Check visibility health, not just plan shape. PostgreSQL’s visibility map stores all-visible and all-frozen state per heap page, and its bits are set by vacuum and cleared by data-modifying operations.
Verification: if heap fetches remain high after the index is used, inspect last_autovacuum, n_dead_tup, long-running transactions, and table-level autovacuum settings.
Bound the write cost. Included columns are not search keys, but they still live in the index. A wide text, jsonb, or frequently updated status column can turn a read optimization into write amplification.
Verification: compare pg_stat_user_indexes.idx_scan, write latency, WAL volume, HOT update ratio, and index size before and after rollout.

In Practice

I am not going to invent a 2:14 AM incident with a heroic graph. The documented production pattern is enough, and the public PostgreSQL material gives a concrete measurement boundary.

PostgreSQL 11 added covering indexes with INCLUDE, documented in the project release notes and in the current index-only scan documentation. The documentation says the scan is physically possible when the index type supports it and the query’s referenced columns are available from the index. B-tree indexes satisfy the access-method requirement. The same documentation adds the operational catch: because visibility data is not stored in index entries, PostgreSQL checks the visibility map before skipping the heap.

That behavior explains why a plan can contain Index Only Scan and still do heap work. The plan node describes the access strategy; Heap Fetches tells you how often the executor had to visit heap pages anyway. If heap fetches are high, the covering index may still reduce work, but it has not removed the table from the read path.

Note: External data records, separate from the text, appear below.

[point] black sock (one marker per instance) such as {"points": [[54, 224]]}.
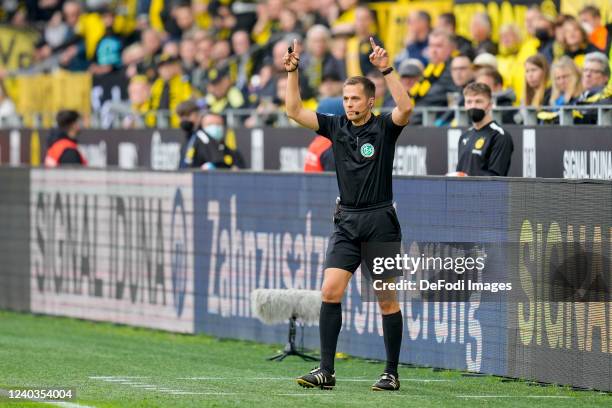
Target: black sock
{"points": [[393, 326], [330, 322]]}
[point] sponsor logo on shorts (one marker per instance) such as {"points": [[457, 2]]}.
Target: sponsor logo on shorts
{"points": [[367, 150]]}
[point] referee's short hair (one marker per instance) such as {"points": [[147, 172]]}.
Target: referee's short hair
{"points": [[368, 86], [477, 88]]}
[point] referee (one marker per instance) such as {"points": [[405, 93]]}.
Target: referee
{"points": [[363, 147]]}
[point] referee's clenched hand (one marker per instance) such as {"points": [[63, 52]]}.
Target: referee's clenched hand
{"points": [[291, 58]]}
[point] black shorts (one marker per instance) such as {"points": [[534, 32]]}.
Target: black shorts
{"points": [[356, 226]]}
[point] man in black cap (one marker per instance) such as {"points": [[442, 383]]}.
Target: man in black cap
{"points": [[205, 148], [169, 89], [486, 148], [364, 146], [222, 94]]}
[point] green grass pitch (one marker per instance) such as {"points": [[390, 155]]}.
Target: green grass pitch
{"points": [[118, 366]]}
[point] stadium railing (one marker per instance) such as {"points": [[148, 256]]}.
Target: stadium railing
{"points": [[115, 115]]}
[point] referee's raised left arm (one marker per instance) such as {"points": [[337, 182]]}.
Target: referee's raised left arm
{"points": [[293, 100], [403, 105]]}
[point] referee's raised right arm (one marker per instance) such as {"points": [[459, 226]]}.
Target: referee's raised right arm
{"points": [[295, 109]]}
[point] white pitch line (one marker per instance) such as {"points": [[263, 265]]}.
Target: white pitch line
{"points": [[119, 377], [291, 378], [512, 396], [203, 393]]}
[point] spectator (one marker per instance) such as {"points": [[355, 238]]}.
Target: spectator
{"points": [[508, 59], [151, 42], [382, 98], [205, 147], [537, 91], [224, 22], [246, 62], [171, 49], [320, 155], [481, 30], [410, 72], [131, 58], [317, 61], [346, 19], [448, 23], [72, 50], [331, 86], [338, 50], [108, 50], [189, 114], [7, 107], [500, 97], [268, 16], [590, 18], [485, 149], [270, 109], [221, 155], [55, 31], [139, 94], [358, 47], [187, 52], [437, 81], [566, 87], [576, 41], [272, 70], [289, 23], [531, 43], [462, 73], [183, 21], [595, 75], [419, 28], [485, 60], [62, 147], [222, 94], [199, 76], [169, 90], [545, 33]]}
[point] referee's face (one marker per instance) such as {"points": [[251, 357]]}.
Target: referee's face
{"points": [[356, 103]]}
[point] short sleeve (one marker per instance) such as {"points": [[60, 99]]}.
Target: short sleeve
{"points": [[328, 125], [392, 131]]}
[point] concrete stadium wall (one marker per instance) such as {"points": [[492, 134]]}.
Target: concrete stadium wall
{"points": [[571, 152], [182, 252]]}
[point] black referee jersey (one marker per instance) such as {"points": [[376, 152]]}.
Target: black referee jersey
{"points": [[364, 157], [485, 152]]}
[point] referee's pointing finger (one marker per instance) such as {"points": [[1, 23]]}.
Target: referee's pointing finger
{"points": [[372, 43]]}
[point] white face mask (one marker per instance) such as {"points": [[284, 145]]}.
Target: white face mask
{"points": [[215, 131]]}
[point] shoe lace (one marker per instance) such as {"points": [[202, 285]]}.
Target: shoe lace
{"points": [[388, 377]]}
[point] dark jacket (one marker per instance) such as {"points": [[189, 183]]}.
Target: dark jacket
{"points": [[70, 156]]}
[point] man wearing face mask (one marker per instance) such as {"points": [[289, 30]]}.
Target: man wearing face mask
{"points": [[485, 149], [62, 142], [205, 147]]}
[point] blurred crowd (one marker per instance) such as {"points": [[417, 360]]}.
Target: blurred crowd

A useful public comparison comes from Dalibo’s PostgreSQL 11 workshop, which uses a 10M-row table with columns a, b, and c. With a unique index on (a, b), selecting only a, b can use an index-only scan with Heap Fetches: 0. Selecting a, b, c from the same predicate cannot be answered by that index, so PostgreSQL uses an index scan and reads the table to get c. After adding a covering index on (a, b) INCLUDE (c), the same a, b, c query returns to an index-only scan with Heap Fetches: 0.

Public PostgreSQL 11 workshop measurement	Plan shape	Heap fetch signal	Execution time
Existing unique index on `(a, b)`, query selects `a, b`	`Index Only Scan`	`0`	`12.628 ms`
Existing unique index on `(a, b)`, query selects `a, b, c`	`Index Scan`	Heap access is inherent	`16.034 ms`
Covering unique index on `(a, b) INCLUDE (c)`, query selects `a, b, c`	`Index Only Scan`	`0`	`14.263 ms`

The more interesting part is not the small read-time delta in that example. It is the storage and write tradeoff. Dalibo reports 214 MB for the unique (a, b) index and 387 MB for a separate (a, b, c) index, or 602 MB if both are kept. Replacing that pair with one unique covering index on (a, b) INCLUDE (c) is reported at 386 MB. The same workshop then inserts 100k rows: maintaining one covering index reports 502.594 ms; maintaining the two-index design reports 843.147 ms.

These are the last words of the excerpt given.